The deepwater sculpin inhabits the demersal zone. It prefers water temperatures that remain less than 5 C. In lakes in the southern part of its range, it has been observed only in deep water where temperature remains cold annually.

== Diet ==
The deepwater sculpin feeds primarily on small crustaceans Mysis diluviana and Diporeia. They will also take chironomid larvae. Zooplankton are likely prey at the larval stage.

== Reproduction ==
Spawning of deepwater sculpin is poorly described, but evaluations of gonadal development suggests that spawning consists of a singular event over a prolonged period in Lake Ontario. Deepwater sculpin eggs hatch from November to August, peaking in March. Larvae are initially pelagic, staying in the water column above the reach of their adults. Beginning in July, larvae that have grown to 2 cm go through metamorphosis and settle to the bottom. Fish are thought to reach maturity at three years for females and two years for males.

== Management ==
The deepwater sculpin is classified as of Least Concern by the IUCN based on the apparent stability populations globally. In Canada, it is considered a species at risk under the Species at Risk Act. Current threats include habitat loss, lake eutrophication, invasive species, and water pollution.

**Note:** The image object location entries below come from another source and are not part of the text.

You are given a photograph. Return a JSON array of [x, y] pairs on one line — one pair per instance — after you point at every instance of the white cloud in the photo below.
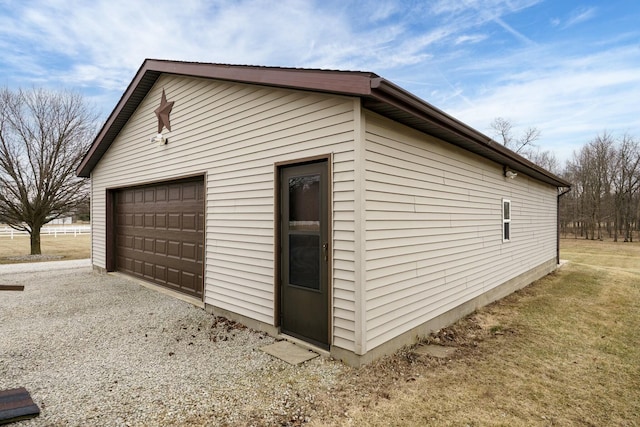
[[458, 55], [579, 16], [471, 38]]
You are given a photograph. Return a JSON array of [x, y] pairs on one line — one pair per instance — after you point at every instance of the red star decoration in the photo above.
[[162, 112]]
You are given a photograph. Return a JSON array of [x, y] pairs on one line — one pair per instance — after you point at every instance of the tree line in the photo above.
[[604, 199]]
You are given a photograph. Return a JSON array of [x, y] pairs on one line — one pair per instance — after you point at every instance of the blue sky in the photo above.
[[569, 68]]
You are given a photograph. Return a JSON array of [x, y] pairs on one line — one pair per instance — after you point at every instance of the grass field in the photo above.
[[564, 351], [67, 246]]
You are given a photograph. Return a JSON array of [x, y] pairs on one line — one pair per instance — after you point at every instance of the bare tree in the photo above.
[[504, 129], [43, 136], [524, 144], [626, 185]]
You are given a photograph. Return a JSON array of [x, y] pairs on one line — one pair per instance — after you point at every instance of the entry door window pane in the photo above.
[[304, 260], [304, 203]]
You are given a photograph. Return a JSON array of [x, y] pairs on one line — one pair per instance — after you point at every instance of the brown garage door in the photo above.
[[159, 234]]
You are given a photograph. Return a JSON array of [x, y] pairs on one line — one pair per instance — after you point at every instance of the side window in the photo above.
[[506, 220]]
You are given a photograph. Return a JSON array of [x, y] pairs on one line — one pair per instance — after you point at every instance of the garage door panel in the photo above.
[[160, 234]]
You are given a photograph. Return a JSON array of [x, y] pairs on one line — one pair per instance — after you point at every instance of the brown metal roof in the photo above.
[[377, 94]]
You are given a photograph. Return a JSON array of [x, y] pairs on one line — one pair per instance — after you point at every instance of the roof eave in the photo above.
[[456, 132]]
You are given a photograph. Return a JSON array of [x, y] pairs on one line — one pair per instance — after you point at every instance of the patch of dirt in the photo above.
[[373, 383]]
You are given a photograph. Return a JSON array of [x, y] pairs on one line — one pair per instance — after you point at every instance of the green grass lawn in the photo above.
[[563, 351], [65, 245]]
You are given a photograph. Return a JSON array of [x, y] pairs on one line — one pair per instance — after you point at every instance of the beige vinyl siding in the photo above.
[[434, 228], [234, 134]]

Although not directly used by humans, deepwater sculpin are a significant food source for other fish including lake trout (Salvelinus namaycush) and burbot. They are also an intermediate host for the parasites Bothriocephalus cuspidatus, and Proteocephalus sp. which are found in crustaceans they consume and other fish that prey upon them. The deepwater sculpin is also an indicator species for deepwater lake communities where it occurs. It is considered a model organism to those interested in zoogeography.